Des buses pour empêcher l´accès d´un terrain aux gens du voyage... Pouvoirs de police ou voie de fait ?
En janvier 2000, le maire d´une commune francilienne (50 000 habitants) fait installer des buses de béton sur la voie publique pour interdire l´accès à un terrain privé contigu loué par un gérant d´un dépôt-vente de véhicules. La SCI propriétaire demande en vain à la commune de rétablir l´accès à son terrain. La SCI est contrainte alors de faire droit à la demande de résiliation de son locataire.
Trois ans plus tard, la SCI demande à nouveau à la commune de procéder à l´enlèvement des buses afin de permettre la vente du terrain à un gérant d´une station de lavage. La commune s´y oppose.
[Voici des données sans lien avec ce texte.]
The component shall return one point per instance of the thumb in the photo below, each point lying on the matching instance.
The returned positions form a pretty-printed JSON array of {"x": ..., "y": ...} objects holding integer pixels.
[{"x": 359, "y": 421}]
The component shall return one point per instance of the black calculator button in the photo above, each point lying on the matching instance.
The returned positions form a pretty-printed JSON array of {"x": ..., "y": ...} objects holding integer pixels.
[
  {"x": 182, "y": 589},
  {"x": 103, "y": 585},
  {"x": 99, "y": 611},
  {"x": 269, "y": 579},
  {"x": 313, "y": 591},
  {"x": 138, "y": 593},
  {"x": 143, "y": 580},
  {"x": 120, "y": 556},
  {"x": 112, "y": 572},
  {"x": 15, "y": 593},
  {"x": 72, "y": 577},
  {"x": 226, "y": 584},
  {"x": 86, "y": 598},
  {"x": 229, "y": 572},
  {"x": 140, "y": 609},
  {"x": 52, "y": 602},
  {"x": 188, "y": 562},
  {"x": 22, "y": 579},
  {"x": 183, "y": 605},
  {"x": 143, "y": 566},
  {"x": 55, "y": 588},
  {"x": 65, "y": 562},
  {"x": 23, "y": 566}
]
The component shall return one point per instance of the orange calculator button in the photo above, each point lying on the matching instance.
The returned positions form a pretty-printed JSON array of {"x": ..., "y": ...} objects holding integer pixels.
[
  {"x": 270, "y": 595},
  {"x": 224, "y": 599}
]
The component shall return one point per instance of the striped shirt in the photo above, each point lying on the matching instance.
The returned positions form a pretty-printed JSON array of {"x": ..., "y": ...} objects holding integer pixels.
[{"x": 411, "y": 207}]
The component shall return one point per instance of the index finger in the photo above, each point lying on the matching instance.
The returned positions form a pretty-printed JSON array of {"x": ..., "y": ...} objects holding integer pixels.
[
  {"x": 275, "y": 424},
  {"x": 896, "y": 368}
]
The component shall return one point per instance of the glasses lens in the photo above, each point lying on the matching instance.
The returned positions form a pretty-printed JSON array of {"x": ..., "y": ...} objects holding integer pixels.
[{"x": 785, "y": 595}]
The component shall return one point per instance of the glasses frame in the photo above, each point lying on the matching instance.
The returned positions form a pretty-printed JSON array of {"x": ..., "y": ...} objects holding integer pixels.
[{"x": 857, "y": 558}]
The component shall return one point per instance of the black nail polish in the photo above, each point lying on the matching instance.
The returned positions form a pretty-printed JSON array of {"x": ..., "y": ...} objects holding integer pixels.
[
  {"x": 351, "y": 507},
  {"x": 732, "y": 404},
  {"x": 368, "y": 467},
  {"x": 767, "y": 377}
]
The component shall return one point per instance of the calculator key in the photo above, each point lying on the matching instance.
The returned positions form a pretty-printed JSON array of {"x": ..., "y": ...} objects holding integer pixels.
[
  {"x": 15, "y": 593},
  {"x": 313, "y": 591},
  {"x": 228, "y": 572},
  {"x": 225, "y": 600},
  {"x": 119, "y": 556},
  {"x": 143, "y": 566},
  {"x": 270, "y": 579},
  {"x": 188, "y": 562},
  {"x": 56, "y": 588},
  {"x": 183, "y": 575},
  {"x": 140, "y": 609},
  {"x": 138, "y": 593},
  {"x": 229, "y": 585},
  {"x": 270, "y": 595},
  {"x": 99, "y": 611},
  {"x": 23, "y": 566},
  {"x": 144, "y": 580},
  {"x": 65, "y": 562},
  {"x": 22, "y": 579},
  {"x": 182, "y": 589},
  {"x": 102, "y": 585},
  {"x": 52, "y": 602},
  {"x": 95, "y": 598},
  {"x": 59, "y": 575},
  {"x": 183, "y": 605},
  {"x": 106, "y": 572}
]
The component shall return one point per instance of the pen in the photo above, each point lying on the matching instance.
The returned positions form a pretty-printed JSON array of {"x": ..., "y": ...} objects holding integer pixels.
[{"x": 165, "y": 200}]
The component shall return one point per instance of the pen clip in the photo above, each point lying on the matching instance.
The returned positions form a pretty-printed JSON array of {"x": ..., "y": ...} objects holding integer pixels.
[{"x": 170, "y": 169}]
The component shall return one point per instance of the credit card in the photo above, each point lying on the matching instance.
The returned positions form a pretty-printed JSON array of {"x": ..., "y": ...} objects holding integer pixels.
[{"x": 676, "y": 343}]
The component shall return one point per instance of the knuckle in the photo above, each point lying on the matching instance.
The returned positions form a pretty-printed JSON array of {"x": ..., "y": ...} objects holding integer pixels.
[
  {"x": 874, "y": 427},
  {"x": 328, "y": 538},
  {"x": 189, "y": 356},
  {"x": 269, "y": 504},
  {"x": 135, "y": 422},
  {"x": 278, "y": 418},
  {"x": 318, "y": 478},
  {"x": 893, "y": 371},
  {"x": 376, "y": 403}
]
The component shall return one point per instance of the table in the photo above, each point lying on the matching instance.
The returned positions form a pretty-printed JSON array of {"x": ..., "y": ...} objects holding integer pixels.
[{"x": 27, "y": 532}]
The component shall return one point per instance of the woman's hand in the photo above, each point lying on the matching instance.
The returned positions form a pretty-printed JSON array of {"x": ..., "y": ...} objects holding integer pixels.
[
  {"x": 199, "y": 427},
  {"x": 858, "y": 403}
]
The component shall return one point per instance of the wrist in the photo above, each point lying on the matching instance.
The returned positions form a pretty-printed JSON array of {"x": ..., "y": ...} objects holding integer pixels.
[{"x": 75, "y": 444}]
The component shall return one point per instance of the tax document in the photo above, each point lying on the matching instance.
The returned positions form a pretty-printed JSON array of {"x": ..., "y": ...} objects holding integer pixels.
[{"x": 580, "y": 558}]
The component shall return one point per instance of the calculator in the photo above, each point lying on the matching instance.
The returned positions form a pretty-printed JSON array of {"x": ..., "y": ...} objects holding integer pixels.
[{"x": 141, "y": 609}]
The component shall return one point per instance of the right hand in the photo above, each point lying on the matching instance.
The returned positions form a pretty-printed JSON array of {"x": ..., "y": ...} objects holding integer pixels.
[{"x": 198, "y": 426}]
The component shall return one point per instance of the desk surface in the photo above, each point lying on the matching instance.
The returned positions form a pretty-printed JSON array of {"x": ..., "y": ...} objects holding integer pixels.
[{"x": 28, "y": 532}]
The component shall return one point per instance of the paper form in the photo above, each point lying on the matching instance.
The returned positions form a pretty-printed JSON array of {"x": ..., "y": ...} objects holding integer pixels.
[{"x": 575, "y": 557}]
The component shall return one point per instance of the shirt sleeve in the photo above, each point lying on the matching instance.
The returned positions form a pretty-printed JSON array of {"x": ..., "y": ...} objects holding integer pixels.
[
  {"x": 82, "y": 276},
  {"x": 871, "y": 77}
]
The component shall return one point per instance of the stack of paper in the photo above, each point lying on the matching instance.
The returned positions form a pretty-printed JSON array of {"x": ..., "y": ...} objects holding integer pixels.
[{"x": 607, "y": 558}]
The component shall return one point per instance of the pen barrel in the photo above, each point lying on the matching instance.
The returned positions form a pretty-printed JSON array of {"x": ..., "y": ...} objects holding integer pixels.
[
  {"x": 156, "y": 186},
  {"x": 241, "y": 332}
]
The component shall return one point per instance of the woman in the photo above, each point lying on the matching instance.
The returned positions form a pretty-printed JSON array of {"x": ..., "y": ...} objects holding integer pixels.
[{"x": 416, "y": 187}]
Sur assignation de la SCI, le TGI de Bobigny (jugement du 19 octobre 2006) condamne la commune à procéder à l´enlèvement des buses et payer au propriétaire une indemnité de près de 100 000 euros correspondant aux loyers non perçus pendant six ans.
Après avoir procédé à l´enlèvement des buses, la commune interjette appel de sa condamnation en relevant que :
1° Le juge judiciaire est incompétent puisque l´installation de buses sur la voie publique ne saurait constituer une voie de fait ;
2° La pose des buses se justifiait « pour protéger la tranquillité des habitants de la résidence contiguë au terrain compte tenu des risques de désordre ». Le maire a fait simplement usage des pouvoirs de police qu´il tient de l´article L2212-2 du CGCT « qui l´autorise à prendre des mesures portant atteinte à la propriété dans les cas où le maintien de l´ordre public l´exige ». En effet la commune craignait que les activités professionnelles envisagées ne soient source de nuisances sonores pour les riverains (« de tels bruits ayant été constatés lorsqu´était implantée une station service ») et que des gens du voyage ne s´y installent comme cela avait été le cas un mois avant l´installation des buses.
La Cour d´appel de Paris confirme la condamnation de la commune :
1° La voie de fait est bien caractérisée dès lors que « le libre accès à sa propriété constitue un accessoire du droit de propriété, droit fondamental à valeur constitutionnelle ». Peu importe que les buses étaient installées sur une dépendance du domaine public dès lors qu´elles interdisaient « au propriétaire et à toute personne autorisée par lui de pénétrer avec un véhicule sur son terrain ».
2° En installant ces buses, « la commune ne s´est pas simplement bornée à empêcher l´installation de gens du voyage ou d´activités commerciales nuisibles au voisinage » mais a « fait obstacle au droit de jouissance du propriétaire ». Et les magistrats d´en conclure « que les agissements de la commune sont donc insusceptibles de se rattacher au pouvoir de police générale ou spéciale dévolus au maire ».
Au final, la commune doit verser une indemnité de plus de 120 000 euros au propriétaire pour le dédommager de loyers non perçus (le locataire initial avait signé un bail de neuf ans fermes pour un loyer de 1400 euros indexé sur l´indice national du coût de la construction).